Yazidi women seek justice in U.S. court for crimes committed by ISIL

April 29, 2021 – Alexandria, Virginia

Amal Clooney, the Center for Justice & Accountability (CJA), and Gibson, Dunn & Crutcher LLP represent five Yazidi women as victims’ counsel in U.S. prosecution of an accused ISIL member.

On Tuesday, a motion filed by a group of five Yazidi women in the case against ISIL member Nisreen Assad Ibrahim Bahar (also known as “Umm Sayyaf”) before the United States District Court for the Eastern District of Virginia became public. The Yazidi women are all victims of horrific crimes perpetrated by Umm Sayyaf and believe that she should be prosecuted in the United States for her role in the genocide of the Yazidis.

“The criminal case in the U.S. represents the only vehicle to hold Umm Sayyaf to account for her horrific crimes against our clients. They have already waited too long for their day in court,” said Amal Clooney.

The women survived egregious crimes committed by Umm Sayyaf and her husband, Abu Sayyaf, an ISIL senior leader, as part of ISIL’s campaign to eradicate the Yazidi people.  During ISIL’s massacre of the Yazidis in the Sinjar region of Iraq in 2014, four of the women—all of whom were teenagers at the time—were kidnapped and sold as slaves, or sabaya, a central tactic in ISIL’s genocidal campaign.  The fifth woman’s 15-year old daughter, Inas, was also held at the Sayyaf house.

The Sayyafs enslaved the Yazidi girls at their home in Al-Shaddadi, Syria.  While enslaved, they, along with other Yazidis and a captured American aid worker, Kayla Mueller, were subjected to torture, rape, beatings, and starvation. Umm Sayyaf routinely prepared and led the women and girls to be raped by ISIL militants, including by Umm Sayyaf’s husband and Abu Bakr al-Baghdadi, the leader and self-proclaimed caliph of ISIL. Kayla was reportedly killed, and Inas was never seen again.

Umm Sayyaf has never been brought to justice for her crimes against our clients. Following her capture by U.S. troops in 2015, the U.S. Government filed a criminal complaint against Umm Sayyaf solely for knowingly conspiring to provide material support to ISIL. But the case has been dormant since that time. “Notwithstanding her clear involvement in the genocide of the Yazidis, U.S. prosecutors never charged her for any of the human rights abuses she has committed,” said Daniel McLaughlin, senior staff attorney at CJA. “Even with a criminal complaint on file for the past five years, the U.S. has never expanded the charges against her or sought her transfer from Iraq.”

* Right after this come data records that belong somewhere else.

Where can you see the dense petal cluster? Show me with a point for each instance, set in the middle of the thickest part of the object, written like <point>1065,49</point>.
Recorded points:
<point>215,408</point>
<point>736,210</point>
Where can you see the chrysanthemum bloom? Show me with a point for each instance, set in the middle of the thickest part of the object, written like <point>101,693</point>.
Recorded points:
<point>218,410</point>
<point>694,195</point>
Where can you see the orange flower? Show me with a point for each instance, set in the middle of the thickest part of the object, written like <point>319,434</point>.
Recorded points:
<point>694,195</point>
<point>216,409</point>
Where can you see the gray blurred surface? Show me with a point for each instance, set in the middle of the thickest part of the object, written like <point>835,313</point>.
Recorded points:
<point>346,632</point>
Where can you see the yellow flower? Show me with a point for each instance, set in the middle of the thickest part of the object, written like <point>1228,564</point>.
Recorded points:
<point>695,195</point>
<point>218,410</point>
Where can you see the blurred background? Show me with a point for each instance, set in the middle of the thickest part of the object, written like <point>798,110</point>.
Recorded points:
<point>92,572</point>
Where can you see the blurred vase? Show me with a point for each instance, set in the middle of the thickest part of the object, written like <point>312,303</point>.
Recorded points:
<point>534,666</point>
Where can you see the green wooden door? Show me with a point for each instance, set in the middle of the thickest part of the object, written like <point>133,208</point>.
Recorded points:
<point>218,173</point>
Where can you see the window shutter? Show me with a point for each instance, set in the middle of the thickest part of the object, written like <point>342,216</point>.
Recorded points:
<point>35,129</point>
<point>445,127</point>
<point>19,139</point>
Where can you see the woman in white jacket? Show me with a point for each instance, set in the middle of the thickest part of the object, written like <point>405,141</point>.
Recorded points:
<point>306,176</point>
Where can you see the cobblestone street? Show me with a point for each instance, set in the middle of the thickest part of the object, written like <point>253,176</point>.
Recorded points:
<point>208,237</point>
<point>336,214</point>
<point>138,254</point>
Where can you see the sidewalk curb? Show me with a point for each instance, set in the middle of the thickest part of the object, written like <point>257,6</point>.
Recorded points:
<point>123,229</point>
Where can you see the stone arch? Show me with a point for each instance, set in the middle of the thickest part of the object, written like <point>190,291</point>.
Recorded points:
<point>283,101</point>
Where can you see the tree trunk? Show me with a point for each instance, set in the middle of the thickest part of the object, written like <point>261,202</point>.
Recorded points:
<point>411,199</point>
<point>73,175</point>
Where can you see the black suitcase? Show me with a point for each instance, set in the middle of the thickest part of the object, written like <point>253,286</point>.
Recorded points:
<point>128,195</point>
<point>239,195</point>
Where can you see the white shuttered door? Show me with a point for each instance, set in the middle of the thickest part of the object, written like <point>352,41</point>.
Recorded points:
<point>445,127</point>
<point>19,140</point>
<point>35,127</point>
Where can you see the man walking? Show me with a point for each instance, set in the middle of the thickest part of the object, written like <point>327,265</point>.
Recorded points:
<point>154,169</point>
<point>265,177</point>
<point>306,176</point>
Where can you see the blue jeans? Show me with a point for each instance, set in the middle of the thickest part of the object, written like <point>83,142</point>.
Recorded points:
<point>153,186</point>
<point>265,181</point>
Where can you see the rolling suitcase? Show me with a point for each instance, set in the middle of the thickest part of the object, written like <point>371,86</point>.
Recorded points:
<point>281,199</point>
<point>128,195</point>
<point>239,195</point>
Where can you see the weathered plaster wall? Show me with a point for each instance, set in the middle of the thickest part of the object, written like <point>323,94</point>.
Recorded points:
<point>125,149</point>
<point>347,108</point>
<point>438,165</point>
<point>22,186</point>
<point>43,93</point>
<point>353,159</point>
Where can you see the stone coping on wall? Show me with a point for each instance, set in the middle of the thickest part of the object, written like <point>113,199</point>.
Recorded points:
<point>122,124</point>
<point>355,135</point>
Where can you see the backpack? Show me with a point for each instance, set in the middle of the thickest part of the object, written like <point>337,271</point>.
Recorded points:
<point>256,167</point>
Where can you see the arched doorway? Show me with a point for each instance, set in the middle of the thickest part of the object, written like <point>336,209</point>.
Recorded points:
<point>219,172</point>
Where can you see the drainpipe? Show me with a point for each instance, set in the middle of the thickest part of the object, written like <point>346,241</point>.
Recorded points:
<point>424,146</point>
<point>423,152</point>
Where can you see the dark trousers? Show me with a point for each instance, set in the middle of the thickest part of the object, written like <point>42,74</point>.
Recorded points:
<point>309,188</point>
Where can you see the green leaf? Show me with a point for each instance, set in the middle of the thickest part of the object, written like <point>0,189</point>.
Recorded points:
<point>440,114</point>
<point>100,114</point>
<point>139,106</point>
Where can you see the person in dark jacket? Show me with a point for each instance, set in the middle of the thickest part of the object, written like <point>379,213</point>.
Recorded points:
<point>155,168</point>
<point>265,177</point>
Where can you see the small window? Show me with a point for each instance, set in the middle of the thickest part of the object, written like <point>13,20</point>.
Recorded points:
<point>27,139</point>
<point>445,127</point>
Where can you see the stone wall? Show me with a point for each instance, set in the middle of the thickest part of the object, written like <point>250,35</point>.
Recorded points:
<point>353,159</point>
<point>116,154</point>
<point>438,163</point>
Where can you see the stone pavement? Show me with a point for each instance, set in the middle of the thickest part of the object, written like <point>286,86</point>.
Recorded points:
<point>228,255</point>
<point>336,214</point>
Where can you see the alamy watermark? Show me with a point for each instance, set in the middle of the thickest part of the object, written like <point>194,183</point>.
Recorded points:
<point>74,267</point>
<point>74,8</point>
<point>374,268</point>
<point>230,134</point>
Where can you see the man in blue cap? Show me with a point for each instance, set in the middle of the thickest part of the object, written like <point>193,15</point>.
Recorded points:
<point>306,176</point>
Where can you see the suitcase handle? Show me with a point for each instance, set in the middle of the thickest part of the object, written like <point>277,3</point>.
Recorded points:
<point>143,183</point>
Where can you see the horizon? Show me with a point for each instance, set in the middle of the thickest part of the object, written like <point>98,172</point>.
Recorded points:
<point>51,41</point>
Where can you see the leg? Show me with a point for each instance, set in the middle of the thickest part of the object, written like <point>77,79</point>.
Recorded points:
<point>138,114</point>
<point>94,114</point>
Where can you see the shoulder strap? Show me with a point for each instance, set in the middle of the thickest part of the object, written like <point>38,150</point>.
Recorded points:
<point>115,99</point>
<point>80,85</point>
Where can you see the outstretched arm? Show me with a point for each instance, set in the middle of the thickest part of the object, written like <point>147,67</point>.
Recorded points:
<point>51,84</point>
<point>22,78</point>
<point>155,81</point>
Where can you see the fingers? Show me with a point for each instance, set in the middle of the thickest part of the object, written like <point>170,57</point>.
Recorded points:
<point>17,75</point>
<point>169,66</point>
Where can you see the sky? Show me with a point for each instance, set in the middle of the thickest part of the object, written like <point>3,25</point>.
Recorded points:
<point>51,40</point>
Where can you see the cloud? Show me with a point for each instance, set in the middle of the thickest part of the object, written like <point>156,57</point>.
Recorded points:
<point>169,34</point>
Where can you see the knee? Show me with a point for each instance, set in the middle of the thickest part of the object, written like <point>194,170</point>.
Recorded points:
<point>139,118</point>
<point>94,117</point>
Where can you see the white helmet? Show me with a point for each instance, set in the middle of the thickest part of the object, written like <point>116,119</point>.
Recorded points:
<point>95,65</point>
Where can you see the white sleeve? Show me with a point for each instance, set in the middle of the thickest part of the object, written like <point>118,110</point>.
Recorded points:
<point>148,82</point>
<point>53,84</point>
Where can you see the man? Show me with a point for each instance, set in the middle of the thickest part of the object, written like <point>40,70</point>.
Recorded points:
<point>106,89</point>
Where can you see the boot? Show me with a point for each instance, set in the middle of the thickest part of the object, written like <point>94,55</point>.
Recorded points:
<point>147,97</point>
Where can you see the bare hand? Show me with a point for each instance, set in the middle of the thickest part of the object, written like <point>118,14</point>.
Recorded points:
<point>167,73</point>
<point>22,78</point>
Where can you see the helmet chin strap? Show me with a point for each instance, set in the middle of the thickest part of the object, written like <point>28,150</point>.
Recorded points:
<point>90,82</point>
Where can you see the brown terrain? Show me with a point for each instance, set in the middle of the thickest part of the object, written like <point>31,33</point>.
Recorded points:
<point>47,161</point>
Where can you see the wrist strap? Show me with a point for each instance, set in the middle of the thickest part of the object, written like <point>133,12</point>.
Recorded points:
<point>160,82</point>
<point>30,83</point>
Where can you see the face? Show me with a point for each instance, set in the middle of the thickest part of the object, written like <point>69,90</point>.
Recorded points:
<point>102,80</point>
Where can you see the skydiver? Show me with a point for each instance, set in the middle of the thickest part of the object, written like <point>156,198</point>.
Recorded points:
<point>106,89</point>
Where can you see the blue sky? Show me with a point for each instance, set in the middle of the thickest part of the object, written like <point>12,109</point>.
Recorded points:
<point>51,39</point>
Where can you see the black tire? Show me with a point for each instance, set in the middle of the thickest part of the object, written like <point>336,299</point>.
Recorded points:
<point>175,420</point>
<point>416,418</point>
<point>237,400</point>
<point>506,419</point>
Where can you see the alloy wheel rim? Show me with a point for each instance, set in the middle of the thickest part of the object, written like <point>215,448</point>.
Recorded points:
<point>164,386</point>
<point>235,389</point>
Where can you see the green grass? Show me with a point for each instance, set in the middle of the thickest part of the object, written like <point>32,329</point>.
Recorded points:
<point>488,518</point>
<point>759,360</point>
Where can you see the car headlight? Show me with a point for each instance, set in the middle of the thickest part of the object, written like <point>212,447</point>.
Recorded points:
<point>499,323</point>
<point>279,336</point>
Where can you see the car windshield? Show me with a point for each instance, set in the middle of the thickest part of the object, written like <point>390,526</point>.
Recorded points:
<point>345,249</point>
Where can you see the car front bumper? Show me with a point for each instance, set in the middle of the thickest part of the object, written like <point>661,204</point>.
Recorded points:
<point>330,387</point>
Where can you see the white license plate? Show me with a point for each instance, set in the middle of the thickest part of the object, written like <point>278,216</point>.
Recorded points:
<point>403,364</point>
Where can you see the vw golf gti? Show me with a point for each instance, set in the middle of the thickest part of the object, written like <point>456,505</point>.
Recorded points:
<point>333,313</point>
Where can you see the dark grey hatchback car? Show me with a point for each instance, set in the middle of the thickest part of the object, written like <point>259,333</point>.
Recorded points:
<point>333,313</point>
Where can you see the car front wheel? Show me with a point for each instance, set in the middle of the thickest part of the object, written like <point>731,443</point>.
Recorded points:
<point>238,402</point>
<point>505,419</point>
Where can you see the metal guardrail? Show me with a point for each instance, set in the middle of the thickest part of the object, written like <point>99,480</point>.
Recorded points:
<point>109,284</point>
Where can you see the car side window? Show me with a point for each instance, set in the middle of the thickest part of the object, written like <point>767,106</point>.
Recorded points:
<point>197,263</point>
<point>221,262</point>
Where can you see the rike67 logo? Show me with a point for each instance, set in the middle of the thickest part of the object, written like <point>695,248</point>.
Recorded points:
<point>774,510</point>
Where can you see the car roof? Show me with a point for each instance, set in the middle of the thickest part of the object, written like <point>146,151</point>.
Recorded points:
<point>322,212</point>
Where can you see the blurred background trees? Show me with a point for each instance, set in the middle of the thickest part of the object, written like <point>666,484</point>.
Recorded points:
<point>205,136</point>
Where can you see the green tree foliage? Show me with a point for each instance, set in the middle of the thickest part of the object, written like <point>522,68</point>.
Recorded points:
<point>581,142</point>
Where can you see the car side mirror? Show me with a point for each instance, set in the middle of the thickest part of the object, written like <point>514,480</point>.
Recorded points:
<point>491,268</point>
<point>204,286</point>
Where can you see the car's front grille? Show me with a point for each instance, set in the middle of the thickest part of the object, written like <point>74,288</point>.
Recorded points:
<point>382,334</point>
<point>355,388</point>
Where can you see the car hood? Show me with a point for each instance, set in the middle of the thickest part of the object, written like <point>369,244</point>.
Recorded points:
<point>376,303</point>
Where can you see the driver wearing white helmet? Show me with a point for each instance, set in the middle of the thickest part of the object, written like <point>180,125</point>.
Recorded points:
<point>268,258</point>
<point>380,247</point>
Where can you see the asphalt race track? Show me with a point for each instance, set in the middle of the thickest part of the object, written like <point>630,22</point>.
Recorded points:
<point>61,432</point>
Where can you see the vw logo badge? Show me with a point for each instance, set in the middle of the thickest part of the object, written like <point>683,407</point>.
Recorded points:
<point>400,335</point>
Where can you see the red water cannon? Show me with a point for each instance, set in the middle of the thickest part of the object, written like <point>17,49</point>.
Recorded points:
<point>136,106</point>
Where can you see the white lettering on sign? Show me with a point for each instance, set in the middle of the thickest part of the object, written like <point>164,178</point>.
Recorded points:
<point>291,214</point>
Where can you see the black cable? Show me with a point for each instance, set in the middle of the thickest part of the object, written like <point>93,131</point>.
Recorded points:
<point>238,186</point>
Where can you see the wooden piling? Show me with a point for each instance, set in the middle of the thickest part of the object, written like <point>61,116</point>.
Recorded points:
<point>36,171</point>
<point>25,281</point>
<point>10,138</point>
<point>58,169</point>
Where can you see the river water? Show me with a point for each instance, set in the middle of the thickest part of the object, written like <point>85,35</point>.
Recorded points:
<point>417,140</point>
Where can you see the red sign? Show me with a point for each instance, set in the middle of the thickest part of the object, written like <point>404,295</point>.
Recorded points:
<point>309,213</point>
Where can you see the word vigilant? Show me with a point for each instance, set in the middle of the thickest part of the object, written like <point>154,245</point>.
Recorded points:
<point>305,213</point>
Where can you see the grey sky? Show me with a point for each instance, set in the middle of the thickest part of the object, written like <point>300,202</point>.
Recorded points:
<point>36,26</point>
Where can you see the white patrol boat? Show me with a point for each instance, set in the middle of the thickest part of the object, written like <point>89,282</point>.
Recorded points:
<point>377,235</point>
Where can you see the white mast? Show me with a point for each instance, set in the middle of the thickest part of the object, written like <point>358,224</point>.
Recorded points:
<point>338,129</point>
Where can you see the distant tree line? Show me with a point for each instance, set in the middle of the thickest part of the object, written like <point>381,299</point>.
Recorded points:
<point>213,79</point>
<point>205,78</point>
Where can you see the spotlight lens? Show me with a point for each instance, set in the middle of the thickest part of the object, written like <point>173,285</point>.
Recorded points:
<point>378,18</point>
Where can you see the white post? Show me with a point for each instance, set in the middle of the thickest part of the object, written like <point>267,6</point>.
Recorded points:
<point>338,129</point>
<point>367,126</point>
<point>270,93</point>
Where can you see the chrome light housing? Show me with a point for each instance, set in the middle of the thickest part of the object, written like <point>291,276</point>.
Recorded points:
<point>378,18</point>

“Our clients have filed this motion to be recognized as crime victims under the CVRA and to ensure they have a voice in the process of holding Umm Sayyaf accountable for her crimes against them,” says Zainab Ahmad, Partner at Gibson, Dunn & Crutcher LLP. “This right for victims to participate in the criminal justice process is exactly what the CVRA, which was passed in part to address the limited ability of terrorism victims to participate in the trial of the mastermind of the Oklahoma City bombing, is meant to protect.”